Prácticamente no hay manzana en esas colonias en la que no haya cintas plásticas de seguridad de color naranja o amarillo rodeando alguno de esos inmuebles deteriorados.

Tal escenario se repite en calles como Parras, Sonora, Tepic, Zacatecas, Guanajuato, Bajío, Linares, Querétaro o Veracruz. Son puntos que contrastan con las zonas donde hubo colapso de inmuebles y donde el movimiento es continuo.

Pero ahí, donde ya nadie quiere estar, la gente decidió abandonar su vivienda o negocio por temor a un nuevo sismo, por miedo a un derrumbe, en síntesis, por cuestiones de seguridad.
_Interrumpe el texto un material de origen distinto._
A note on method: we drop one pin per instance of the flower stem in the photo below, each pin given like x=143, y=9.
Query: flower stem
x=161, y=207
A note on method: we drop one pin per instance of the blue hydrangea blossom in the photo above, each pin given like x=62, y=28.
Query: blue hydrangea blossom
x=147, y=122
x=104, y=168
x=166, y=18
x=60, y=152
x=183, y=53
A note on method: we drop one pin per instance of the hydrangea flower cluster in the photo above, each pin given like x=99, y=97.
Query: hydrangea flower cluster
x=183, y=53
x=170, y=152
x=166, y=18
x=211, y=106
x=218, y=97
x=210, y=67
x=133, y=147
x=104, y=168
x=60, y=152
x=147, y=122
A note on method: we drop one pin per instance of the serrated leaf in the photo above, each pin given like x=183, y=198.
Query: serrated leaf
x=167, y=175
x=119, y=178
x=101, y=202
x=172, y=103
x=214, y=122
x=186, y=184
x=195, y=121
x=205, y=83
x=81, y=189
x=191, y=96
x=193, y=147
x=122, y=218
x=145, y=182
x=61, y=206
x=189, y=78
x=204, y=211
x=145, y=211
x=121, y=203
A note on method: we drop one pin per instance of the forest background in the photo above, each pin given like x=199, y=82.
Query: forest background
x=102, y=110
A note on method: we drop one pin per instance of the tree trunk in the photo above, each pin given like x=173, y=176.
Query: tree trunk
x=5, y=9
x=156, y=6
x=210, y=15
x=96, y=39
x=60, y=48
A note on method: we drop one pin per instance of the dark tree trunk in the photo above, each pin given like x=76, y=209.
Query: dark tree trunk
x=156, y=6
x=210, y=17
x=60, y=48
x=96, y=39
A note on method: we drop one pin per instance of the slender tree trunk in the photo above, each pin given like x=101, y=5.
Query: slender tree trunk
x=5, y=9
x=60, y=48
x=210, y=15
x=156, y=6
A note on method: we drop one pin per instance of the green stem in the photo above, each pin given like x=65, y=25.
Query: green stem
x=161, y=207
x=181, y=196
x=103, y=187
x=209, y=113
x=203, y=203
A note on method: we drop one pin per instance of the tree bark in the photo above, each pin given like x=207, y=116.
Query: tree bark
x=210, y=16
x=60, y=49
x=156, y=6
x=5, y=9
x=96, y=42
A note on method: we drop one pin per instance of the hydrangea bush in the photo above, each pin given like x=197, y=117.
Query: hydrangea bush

Algún elemento de la policía capitalina o del Ejército se ve pasar por momentos o bien los que están comisionados en algún punto para evitar la rapiña o el robo en algunos domicilios, se aburren en silencio.

No hay más que decir… el ambiente dominical festivo característico de esta zona se perdió después del pasado martes 19. Hoy es desolación y abandono.

Todos se están yendo. Los centros de acopio establecidos desde el pasado martes 19, fueron una muestra también. Este domingo fue evidente la reducción de voluntarios en esos lugares. Aquellas multitudes que llenaron carpas en las que se recibían víveres, material de curación o herramientas, hoy ya no aparecieron.

Pocas personas seguían realizando esa ardua labor. Son los que se cansan, pero ahí están.

Mañana el panorama será aún más complejo. Muchos tendrán que regresar a sus actividades cotidianas o atender sus estudios y compromisos laborales, toda vez que se espera la reapertura de empresas y dependencias públicas.